Babam bir takım elbise yaptırdığında evden bir takım elbise dışarı giderdi…” Oğlu, Urfalı büyük sanatkâr Celal Güzelgöz’ü böyle anlatıyordu. Eve yeni bir şey girdiğinde evdeki mevcutlardan birinin dışarı gönderilmesi, yani ihtiyacı olan birisine verilmesi, bunun da daimi bir hareket tarzı olarak benimsenmiş olması, yaşayan ahlâkın çekici bir örneğidir. Bu örnekten iki önemli sonuç çıkan Böyleşine bir güzelliği yaşayan çocuk, hem başkalarının hayatına karşı hassas ve dikkatli olmayı öğrenir, hem de ailesi ile gurur duyar. Tamamen sizin ailenize ait özel bir hareket tarzı, bir farklı üslup da çocuğun ahlâk ve karakter gelişimini mükemmel bir şekilde destekler. Güzellikler, onların işleyişine ve sunuluşuna kattığınız farklılıklar oranında çocuğa daha derinden etkili olur.
Çözümlemeler
Sayı
Baba, oğlunun çok iyi basketbol oynamasını istiyor, onu sık sık evlerinin yakınındaki spor alanına götürüyordu. Burada oynanan oyunlara zorla katılmasını sağladığı oğlunu saha kenarından seyreden baba her defasında aynı sözlerle bağırıp duruyordu: “Toptan kaçma.. Beceriksiz herif!. Sür topu!. Öyle tutulur mu?!” Baba son oyundan sonra bezgin bir şekilde saha kenarına gelen oğluna çıkışmaya devam etti: “Senden başka sayısı olmayan var mı? Y ine sahada dolaşıp durdun.. Yine toptan kaçtın!” Diğer oyuncular da yanlarına gelip onları dinlemeye başladılar. Hakaretler altında sinek kadar kalan çocuk bir kartal gibi oradan kaçmak istedi. Topu öfke ile babasının ayaklarına fırlatıp kapıya doğru yürüdü.

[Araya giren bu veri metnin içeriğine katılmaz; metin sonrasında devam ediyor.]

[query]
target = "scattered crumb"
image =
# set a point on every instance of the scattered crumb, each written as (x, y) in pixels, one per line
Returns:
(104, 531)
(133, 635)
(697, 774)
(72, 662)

Baba bir türlü basketbol öğretemediği oğluna kendisine karşı saygısızca davranmayı öğretebilmişti. Nerede başlamak gerektiğini bilmek kadar,
nerede durmak gerektiğini bilmek de önemliydi… Siz durmanız gereken yerde durmazsanız, çocuk da durması gereken yerde durmaz.